Yes, this is me catching up with my Christmas reading at the end of February. What of it, books are nothing if not for life. It's also part and parcel of working retail that the time to relax and enjoy Christmas things is well after the event, which is how I came to be eating panettone for breakfast yesterday.
Haunters at the Hearth may be subtitled Eerie Tales for Christmas Nights but genuinely it's not just for Christmas, are particularly Christmas heavy - although the feel of all the stories is distinctly wintery. It's also every bit the excellent selection I've come to rely on from Tanya Kirk (all the BL anthologies with her name on are favourites, and well worth having) who excels at putting together a set of stories that balance the genuinely disturbing with something more light hearted.
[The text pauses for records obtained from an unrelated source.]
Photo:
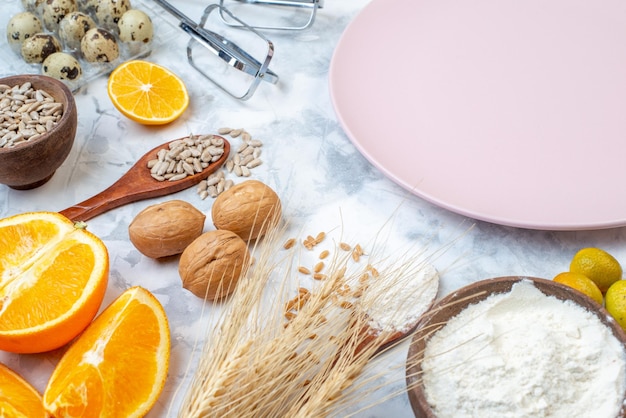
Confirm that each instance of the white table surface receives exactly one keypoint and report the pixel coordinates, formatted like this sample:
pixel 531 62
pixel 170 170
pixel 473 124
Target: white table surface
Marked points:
pixel 311 164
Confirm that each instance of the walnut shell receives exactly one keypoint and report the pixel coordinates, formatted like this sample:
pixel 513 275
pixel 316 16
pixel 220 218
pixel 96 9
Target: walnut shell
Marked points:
pixel 248 209
pixel 210 267
pixel 166 228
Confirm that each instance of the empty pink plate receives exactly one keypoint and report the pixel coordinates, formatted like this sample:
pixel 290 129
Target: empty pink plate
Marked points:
pixel 505 111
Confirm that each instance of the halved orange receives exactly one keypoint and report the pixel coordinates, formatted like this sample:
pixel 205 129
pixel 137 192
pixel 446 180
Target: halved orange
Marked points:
pixel 17 397
pixel 53 276
pixel 147 93
pixel 118 366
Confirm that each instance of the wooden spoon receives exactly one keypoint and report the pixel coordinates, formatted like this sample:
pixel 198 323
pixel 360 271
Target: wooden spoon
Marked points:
pixel 137 184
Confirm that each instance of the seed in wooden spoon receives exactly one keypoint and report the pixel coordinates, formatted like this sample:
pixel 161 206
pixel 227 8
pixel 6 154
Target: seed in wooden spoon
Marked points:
pixel 186 157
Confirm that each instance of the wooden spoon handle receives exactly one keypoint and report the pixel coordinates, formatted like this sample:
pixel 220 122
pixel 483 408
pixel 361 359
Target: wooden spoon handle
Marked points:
pixel 138 184
pixel 111 198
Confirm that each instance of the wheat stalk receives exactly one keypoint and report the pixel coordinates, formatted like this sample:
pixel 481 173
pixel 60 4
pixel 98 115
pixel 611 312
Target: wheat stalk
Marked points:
pixel 257 363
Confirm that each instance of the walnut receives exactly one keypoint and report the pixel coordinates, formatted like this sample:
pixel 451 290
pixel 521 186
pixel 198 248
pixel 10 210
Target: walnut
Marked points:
pixel 210 267
pixel 166 228
pixel 249 209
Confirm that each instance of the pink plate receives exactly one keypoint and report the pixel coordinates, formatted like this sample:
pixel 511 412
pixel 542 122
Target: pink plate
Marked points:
pixel 512 112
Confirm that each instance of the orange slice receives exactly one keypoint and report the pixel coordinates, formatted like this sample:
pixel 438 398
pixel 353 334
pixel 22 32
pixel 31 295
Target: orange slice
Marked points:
pixel 17 397
pixel 118 366
pixel 147 93
pixel 53 276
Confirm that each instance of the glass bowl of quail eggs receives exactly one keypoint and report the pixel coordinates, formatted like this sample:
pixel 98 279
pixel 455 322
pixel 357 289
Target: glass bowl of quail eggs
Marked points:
pixel 76 41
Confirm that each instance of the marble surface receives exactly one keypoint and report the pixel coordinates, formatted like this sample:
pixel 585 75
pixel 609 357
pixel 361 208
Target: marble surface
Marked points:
pixel 324 182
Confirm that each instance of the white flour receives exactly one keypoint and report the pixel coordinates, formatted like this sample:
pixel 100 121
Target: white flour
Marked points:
pixel 524 354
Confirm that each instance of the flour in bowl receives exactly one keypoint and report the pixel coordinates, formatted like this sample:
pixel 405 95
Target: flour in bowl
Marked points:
pixel 524 354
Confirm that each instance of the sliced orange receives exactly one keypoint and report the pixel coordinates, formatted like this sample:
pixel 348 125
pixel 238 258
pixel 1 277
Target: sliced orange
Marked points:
pixel 53 276
pixel 17 397
pixel 147 93
pixel 118 366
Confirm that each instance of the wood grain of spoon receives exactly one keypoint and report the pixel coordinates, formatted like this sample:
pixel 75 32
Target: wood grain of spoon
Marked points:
pixel 137 184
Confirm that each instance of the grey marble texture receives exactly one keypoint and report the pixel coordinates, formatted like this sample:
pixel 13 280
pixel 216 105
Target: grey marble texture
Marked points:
pixel 323 180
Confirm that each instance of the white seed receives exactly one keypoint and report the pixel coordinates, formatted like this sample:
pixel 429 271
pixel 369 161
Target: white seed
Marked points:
pixel 254 163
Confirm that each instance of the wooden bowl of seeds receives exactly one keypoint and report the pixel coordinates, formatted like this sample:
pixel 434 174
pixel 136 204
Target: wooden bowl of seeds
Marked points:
pixel 38 120
pixel 516 344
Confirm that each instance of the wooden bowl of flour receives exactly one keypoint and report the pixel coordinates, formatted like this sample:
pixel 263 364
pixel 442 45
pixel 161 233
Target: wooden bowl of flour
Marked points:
pixel 432 376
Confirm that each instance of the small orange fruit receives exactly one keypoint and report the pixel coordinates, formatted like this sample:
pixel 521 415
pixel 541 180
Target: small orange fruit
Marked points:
pixel 17 397
pixel 598 265
pixel 53 276
pixel 147 93
pixel 616 302
pixel 581 283
pixel 118 366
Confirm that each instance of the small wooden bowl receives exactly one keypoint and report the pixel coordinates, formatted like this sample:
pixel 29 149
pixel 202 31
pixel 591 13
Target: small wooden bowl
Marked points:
pixel 31 164
pixel 453 304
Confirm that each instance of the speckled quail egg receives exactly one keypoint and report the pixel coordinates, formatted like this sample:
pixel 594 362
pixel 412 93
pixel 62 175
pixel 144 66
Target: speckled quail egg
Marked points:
pixel 55 10
pixel 62 66
pixel 99 45
pixel 37 48
pixel 35 6
pixel 109 12
pixel 21 26
pixel 73 27
pixel 135 26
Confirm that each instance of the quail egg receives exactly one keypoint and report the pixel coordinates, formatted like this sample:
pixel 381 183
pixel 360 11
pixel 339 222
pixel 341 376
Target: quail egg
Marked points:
pixel 73 27
pixel 135 26
pixel 21 26
pixel 62 66
pixel 37 48
pixel 32 5
pixel 99 45
pixel 109 12
pixel 55 10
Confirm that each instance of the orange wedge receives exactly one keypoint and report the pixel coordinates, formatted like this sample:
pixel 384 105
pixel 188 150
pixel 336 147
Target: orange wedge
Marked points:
pixel 17 397
pixel 53 276
pixel 147 93
pixel 118 366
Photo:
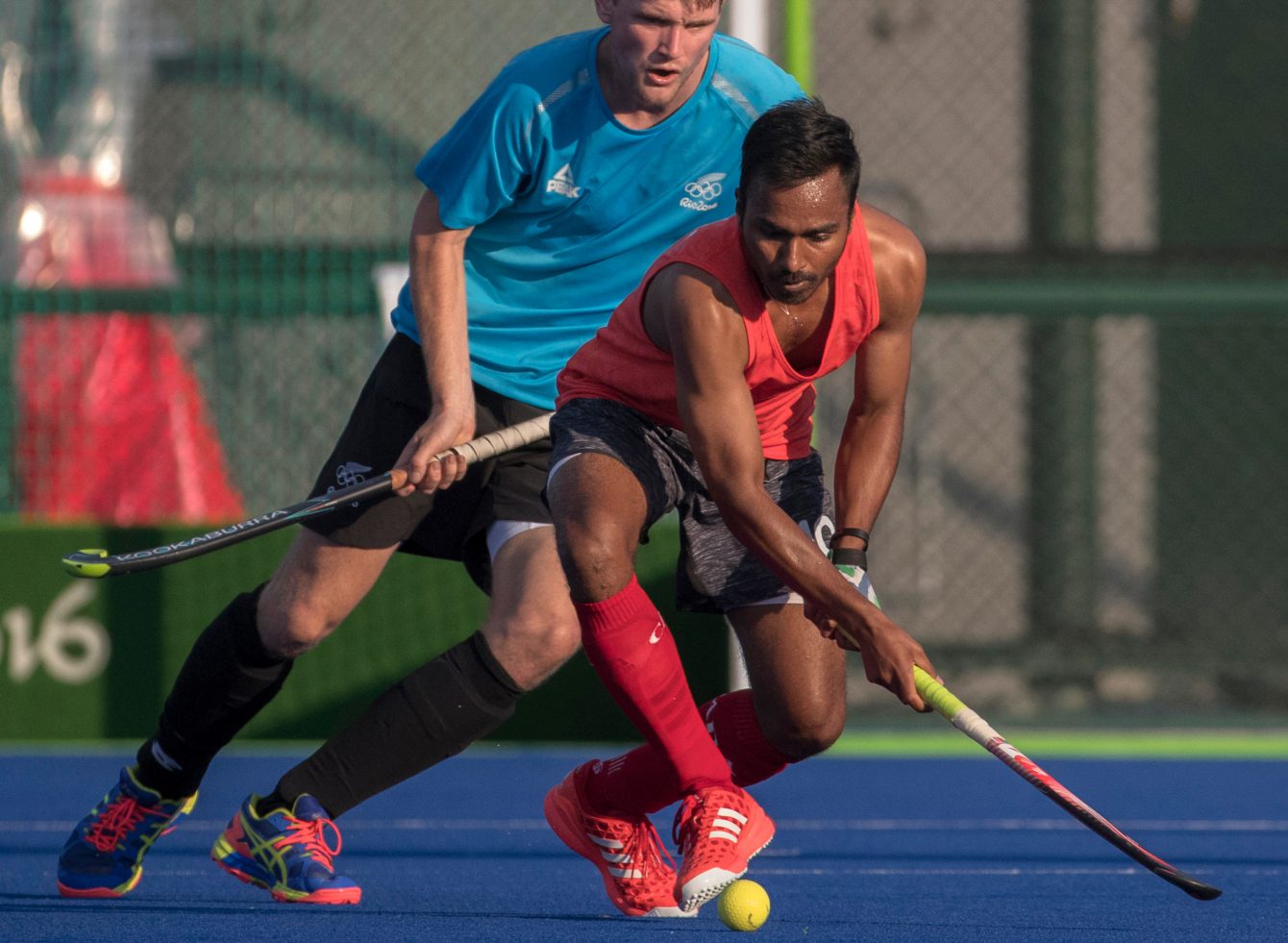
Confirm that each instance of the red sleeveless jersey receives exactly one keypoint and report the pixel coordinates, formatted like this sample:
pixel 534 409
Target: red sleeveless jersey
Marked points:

Mildred Clingerman's The Wild Wood for example, really made my skin crawl, but Celia Fremlin's Don't Tell Cissie which finishes off the collection was a delight - mostly funny with a twist at the end that makes it more than just funny. There's a D. H. Lawrence that confirms a 30 year antipathy towards D. H. Lawrence which dates from an A level English teacher telling us that nobody understood women like Lawrence, he absolutely refused to accept that actual women might disagree with his assessment.
My personal dislike of D. H. Lawrence aside the whole collection is gem after gem - and again makes me wish that the habit of reading ghost stories aloud on winter nights was still a thing (these need to be available as audio books). Some of these are crying out to be performed.